Pareciera que la violencia que envenena a la sociedad necesita cada vez más bocas de salida. Las agresiones se suceden en una gama de inusual amplitud. Así, tenemos a padres que agreden a los maestros de sus hijos y a parientes de enfermos que golpean a los médicos que los atienden. Tenemos un Estado que no sólo no combate como debería el crimen ni controla debidamente las rutas y sus concesiones, sino que ha permitido el colapso del sistema ferroviario, que sólo en el accidente de la estación Once se cobró 51 muertos hace casi un año.
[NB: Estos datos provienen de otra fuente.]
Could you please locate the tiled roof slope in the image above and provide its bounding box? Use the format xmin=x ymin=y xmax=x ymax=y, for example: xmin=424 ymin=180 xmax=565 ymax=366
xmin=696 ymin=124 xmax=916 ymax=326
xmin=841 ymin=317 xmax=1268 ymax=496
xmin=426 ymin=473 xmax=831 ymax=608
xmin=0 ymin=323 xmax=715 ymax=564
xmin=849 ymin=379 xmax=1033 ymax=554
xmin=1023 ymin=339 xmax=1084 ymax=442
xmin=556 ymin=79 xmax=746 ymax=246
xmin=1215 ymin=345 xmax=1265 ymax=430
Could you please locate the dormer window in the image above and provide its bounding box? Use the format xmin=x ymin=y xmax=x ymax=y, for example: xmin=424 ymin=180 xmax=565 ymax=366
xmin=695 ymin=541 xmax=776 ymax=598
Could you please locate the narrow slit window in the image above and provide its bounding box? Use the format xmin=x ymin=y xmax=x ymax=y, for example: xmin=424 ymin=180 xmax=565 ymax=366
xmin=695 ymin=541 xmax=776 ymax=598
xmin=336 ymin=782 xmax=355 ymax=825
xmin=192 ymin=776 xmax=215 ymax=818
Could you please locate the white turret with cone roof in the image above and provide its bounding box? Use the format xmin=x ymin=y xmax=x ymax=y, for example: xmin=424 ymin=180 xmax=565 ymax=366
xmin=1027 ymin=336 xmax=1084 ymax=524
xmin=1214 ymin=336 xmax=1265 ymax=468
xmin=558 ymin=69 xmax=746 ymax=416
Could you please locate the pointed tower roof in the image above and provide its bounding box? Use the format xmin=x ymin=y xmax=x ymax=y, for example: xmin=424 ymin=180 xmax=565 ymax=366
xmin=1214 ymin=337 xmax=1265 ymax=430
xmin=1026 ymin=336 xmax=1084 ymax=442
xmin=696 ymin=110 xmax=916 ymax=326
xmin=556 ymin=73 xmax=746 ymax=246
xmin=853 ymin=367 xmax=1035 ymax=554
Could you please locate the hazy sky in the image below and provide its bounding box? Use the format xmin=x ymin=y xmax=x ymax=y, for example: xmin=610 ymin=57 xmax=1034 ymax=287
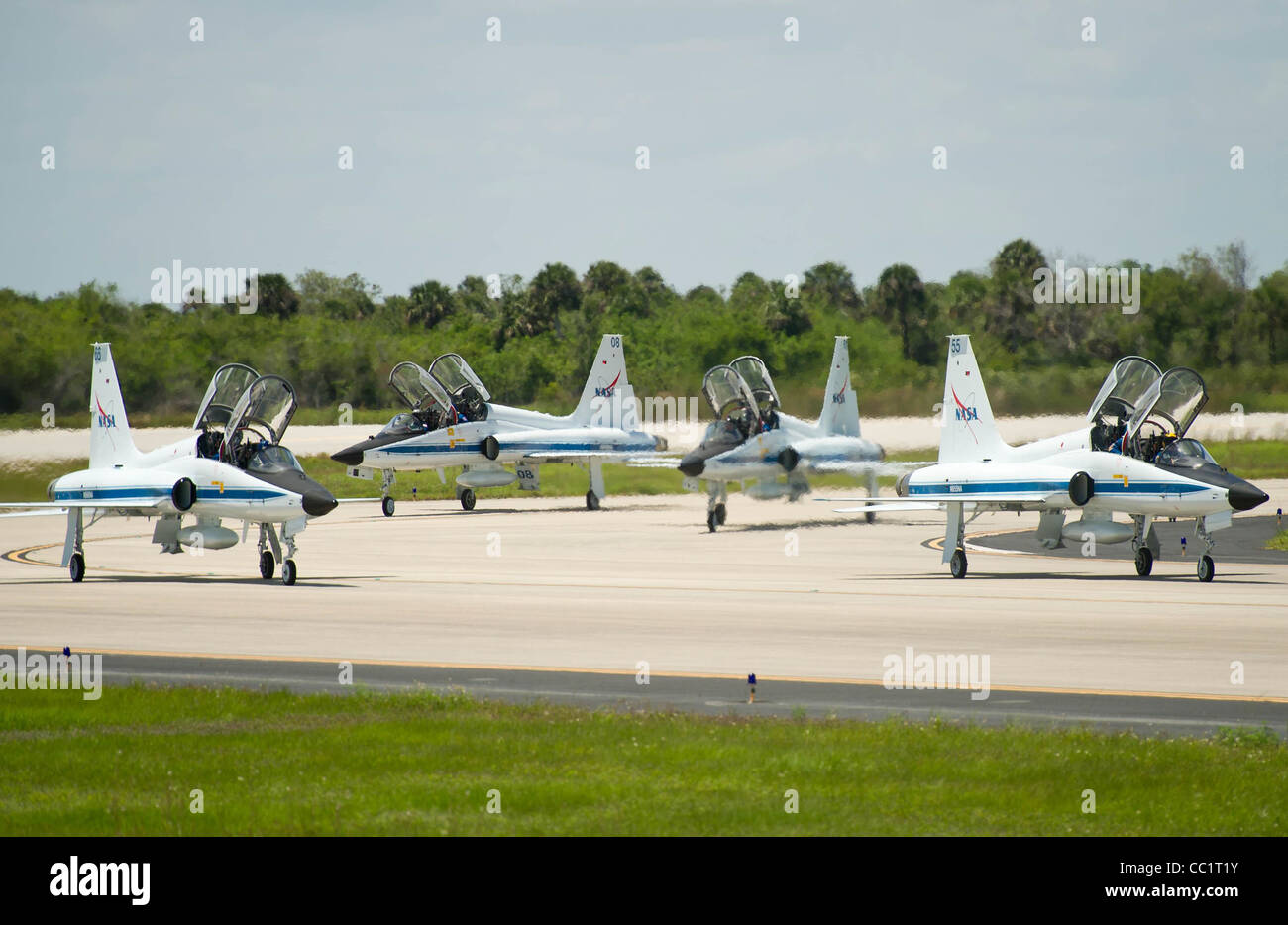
xmin=0 ymin=0 xmax=1288 ymax=300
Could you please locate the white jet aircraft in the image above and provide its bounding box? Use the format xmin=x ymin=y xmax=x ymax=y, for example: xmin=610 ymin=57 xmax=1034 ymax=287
xmin=0 ymin=344 xmax=338 ymax=585
xmin=331 ymin=334 xmax=666 ymax=517
xmin=679 ymin=337 xmax=891 ymax=532
xmin=833 ymin=334 xmax=1269 ymax=582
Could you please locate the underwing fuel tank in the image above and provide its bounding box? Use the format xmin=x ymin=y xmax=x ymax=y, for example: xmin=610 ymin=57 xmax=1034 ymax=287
xmin=1060 ymin=521 xmax=1136 ymax=543
xmin=179 ymin=523 xmax=237 ymax=549
xmin=456 ymin=469 xmax=519 ymax=488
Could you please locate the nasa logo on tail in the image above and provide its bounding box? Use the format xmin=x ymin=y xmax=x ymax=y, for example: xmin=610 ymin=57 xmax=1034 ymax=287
xmin=950 ymin=389 xmax=979 ymax=443
xmin=832 ymin=377 xmax=850 ymax=404
xmin=595 ymin=372 xmax=622 ymax=398
xmin=94 ymin=395 xmax=116 ymax=428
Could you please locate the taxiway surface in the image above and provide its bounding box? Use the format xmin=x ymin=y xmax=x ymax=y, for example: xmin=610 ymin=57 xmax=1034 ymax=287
xmin=0 ymin=482 xmax=1288 ymax=725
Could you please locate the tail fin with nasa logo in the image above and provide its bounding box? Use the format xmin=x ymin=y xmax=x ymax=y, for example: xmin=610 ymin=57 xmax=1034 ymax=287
xmin=818 ymin=337 xmax=863 ymax=437
xmin=89 ymin=344 xmax=139 ymax=469
xmin=572 ymin=334 xmax=639 ymax=430
xmin=939 ymin=334 xmax=1008 ymax=462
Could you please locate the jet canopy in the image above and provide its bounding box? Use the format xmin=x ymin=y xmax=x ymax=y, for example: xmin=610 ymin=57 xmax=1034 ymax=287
xmin=223 ymin=376 xmax=299 ymax=466
xmin=1087 ymin=357 xmax=1162 ymax=450
xmin=192 ymin=363 xmax=259 ymax=430
xmin=1154 ymin=437 xmax=1219 ymax=469
xmin=702 ymin=365 xmax=760 ymax=437
xmin=429 ymin=353 xmax=492 ymax=421
xmin=389 ymin=360 xmax=456 ymax=430
xmin=1124 ymin=365 xmax=1207 ymax=462
xmin=729 ymin=356 xmax=782 ymax=421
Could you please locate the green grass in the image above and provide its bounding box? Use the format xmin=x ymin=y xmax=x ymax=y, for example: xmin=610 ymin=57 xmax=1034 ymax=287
xmin=0 ymin=686 xmax=1288 ymax=835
Es el mismo Estado que agrede a la ciudadanía cuando le presenta como verdaderas estadísticas notoriamente falsas sobre la inflación, o cuando obliga a los viajeros a recurrir al mercado paralelo de divisas, o cuando emplea todos sus recursos para garantizar la impunidad de los funcionarios acusados de corrupción.

En este contexto, no es casualidad que, según el Ministerio Público de la ciudad de Buenos Aires, el delito de amenazas sea el más frecuente entre los registrados por la justicia porteña.

Como puede advertirse, estamos ante un fenómeno complejo y la necesidad de una pronta reacción compete a todos, a cada uno en su campo de acción, por modesto que sea. No podemos resignarnos ni hacer nuestra la vieja frase de Hobbes: "El hombre es el lobo del hombre". Es preciso cortar ya el círculo vicioso de la violencia, y una forma de comenzar es volver a convencernos de que la vida humana es siempre sagrada.